Nachdem wir gespeist hatten, forderte der Scheik mich auf, mit ihm einen Spaziergang durch das Städtchen zu machen. Ich wollte noch an demselben Abend nach der Oase Tolga weiter, um den dortigen Marabut Sidi Ali ben Amor zu besuchen und bei ihm die Nacht zuzubringen, und befahl deshalb den Spahis, mich mit den Pferden am Ausgang des Städtchens auf dem Wege nach Tolga zu erwarten. Dann begann ich meinen Spaziergang mit dem Scheik, von Hamond und den Brüdern des Erstern begleitet. Die Anwesenheit der Fremden war unterdessen auf der Oase bekannt geworden. Hunderte von Neugierigen standen auf der Straße und begleiteten uns auf unserm Spaziergange. Das Städtchen hatte überall denselben Charakter, wie in den Straßen, welche ich durchritten hatte, um nach dem Hause des Scheik zu kommen. Die hohen Palmenkronen blickten allenthalben über die Mauern und Häuserterrassen in die Straßen. Die Datteln von Lischana gehören zu den besten Datteln, welche die Wüste Sahara hervorbringt. Vor der Pforte der Moschee ließ ich dem Scheik und unserem zahlreichen Gefolge, welches auf Hunderte von Personen angewachsen war, durch Hamond erklären, daß wir in Europa beim Betreten einer Kirche unsere Ehrfurcht durch Abnehmen des Hutes zu bezeigen gewohnt seien und ich deshalb auch heute den Sitten meines Landes folgen werde, um mir das Ausziehen der Stiefeln zu ersparen.
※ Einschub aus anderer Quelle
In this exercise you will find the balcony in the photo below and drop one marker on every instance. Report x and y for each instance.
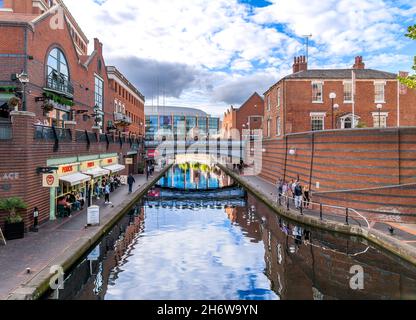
(5, 130)
(121, 119)
(59, 85)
Freundlich wurde von Allen eingewilligt, und während Alle die Schuhe auszogen, betrat ich mit dem Hute in der Hand den Tempel Mahomet’s. Als wir eingetreten waren, knieten alle Araber nieder, verbeugten sich dreimal gegen die Kaaba in der Richtung nach Mekka und berührten dreimal mit dem Haupte den Boden. Die Moschee war düster und bestand aus sechs Schiffen. Mehrere Säulencapitäle waren aus Römersteinen gebildet.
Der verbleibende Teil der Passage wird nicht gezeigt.